Thursday, January 26, 2012

NYC: Do I contradict myself? Very well then...


Tuesday was the first day of school, and a memorably trying one. I was running late after a morning appointment, missed the train I meant to take to New Brunswick, then hopped onto one scheduled to get me to the train station exactly fifteen minutes before the first meeting of my nonfiction workshop. After a bit of fiddling with the doors, and back-and-forth talk by the conductors over their intercom system -- which for some reason is designed to let everyone hear whatever they have to say to each other -- we pulled out of the station. Slowly. And we didn't get any faster. Then a halt in the tunnel. Start up, speed up, halt before the drawbridge outside of Newark. Start up, speed up, halt: the pattern will be familiar to all riders of New Jersey Transit, where such meltdowns happen at least weekly, to the point where it doesn't seem accurate to call them "meltdowns." They're the order of the day.

I was fifteen minutes late to class, no time to copy syllabus or hand-out, so we just winged it and talked, and the students were (not suprisingly) eager and smart, and happy to be there, so it was all fine.

Later in the day I showed up for my poetry workshop and began to teach a class while the students looked at me with rather bewildered expressions, a collective skepticism I didn't understand until their professor walked in. Pure humiliation. Much later, I sat on an A train -- the express -- while it was parked in Penn Station, watching local train after local train whizz by.

So I arrived home around ten in a thoroughly vile mood, having been out since ten that morning, and Ned and I headed out for a walk around the block. We were strolling on Sixth, under a new, Martian-looking arrangement of scaffolding and brilliant flourescent lights, when Ned decided there was something of paramount interest close to the curb, and ambled over to look. He didn't hurry, and there was no one near us, as far as I knew. But when we got to the curb, a middle-aged woman in tightish black sweats and a stocking cap walked by, and somehow I could feel hostility radiating from her, even though she walked right past and I could only see her back.

I thought, I'm just making this up.

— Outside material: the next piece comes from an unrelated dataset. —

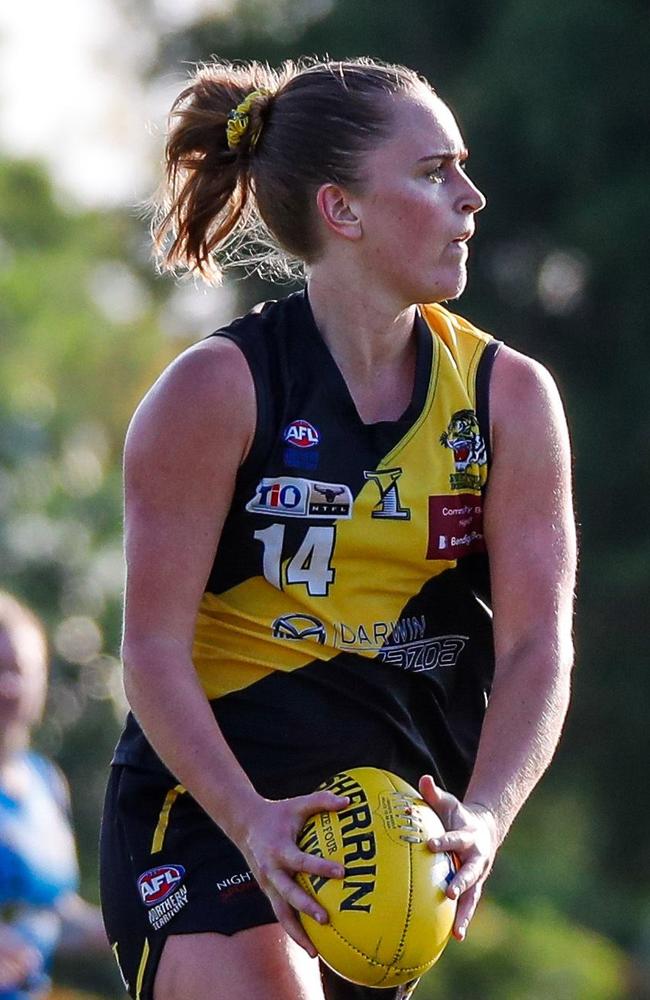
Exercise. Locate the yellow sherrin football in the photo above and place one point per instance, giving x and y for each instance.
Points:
(389, 918)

Then she turned around and said, with an anger that probably had very little to do with me as an individual, "You acting stupid."

My day had been rough enough to prevent me from thinking before I spoke. With no hesitation I spat back "Fuck you! Be polite."

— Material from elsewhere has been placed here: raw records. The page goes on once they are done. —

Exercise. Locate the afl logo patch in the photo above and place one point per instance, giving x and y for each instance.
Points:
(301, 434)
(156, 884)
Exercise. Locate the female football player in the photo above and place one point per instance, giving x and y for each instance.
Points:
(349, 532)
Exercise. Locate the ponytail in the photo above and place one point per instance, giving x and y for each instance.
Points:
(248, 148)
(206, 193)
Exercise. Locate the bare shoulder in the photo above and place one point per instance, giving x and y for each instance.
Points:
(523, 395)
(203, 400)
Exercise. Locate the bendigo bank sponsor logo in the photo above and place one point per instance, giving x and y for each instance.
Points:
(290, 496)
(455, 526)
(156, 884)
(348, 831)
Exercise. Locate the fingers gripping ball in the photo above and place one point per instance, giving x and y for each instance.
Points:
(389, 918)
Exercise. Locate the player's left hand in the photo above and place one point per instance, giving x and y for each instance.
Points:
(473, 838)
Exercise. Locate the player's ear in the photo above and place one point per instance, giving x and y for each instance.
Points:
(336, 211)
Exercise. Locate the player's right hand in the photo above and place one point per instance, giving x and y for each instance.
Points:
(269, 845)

She muttered something and kept going. It was only when I got around the corner that I started to laugh, realizing that I'd uttered, without thinking, a quintessentially New York statement, the paired contradiction just exactly the everyday sentiment of Metropolis:  Fuck you, be polite.  Couldn't be more New York, especially if it strikes you as funny thirty seconds after you say it.

Friday, January 13, 2012

An Exemplary Sentence (2)

This one comes from Robert Hass, from "Consciousness," concerned with the complicated, branching, elusive nature of awareness. It may help to know that the sentence before this one is "My mind went seven places at once." Then there's a space-break, followed by this, which is both a study of awareness and a demonstration of one way thinking moves:

One place was a line of ridge somewhere in a dry Western landscape just after sundown, I saw a pair of coyotes appear suddenly on the ridge edge and come to a loping stop and sniff the air and look down toward a valley in the moonlight, tongues out in a way that looks to us like happiness, though it isn't necessarily; I suppose they were an idea of mammal consciousness come over the event horizon in some pure form, hunter-attention, life-in-the-body attention.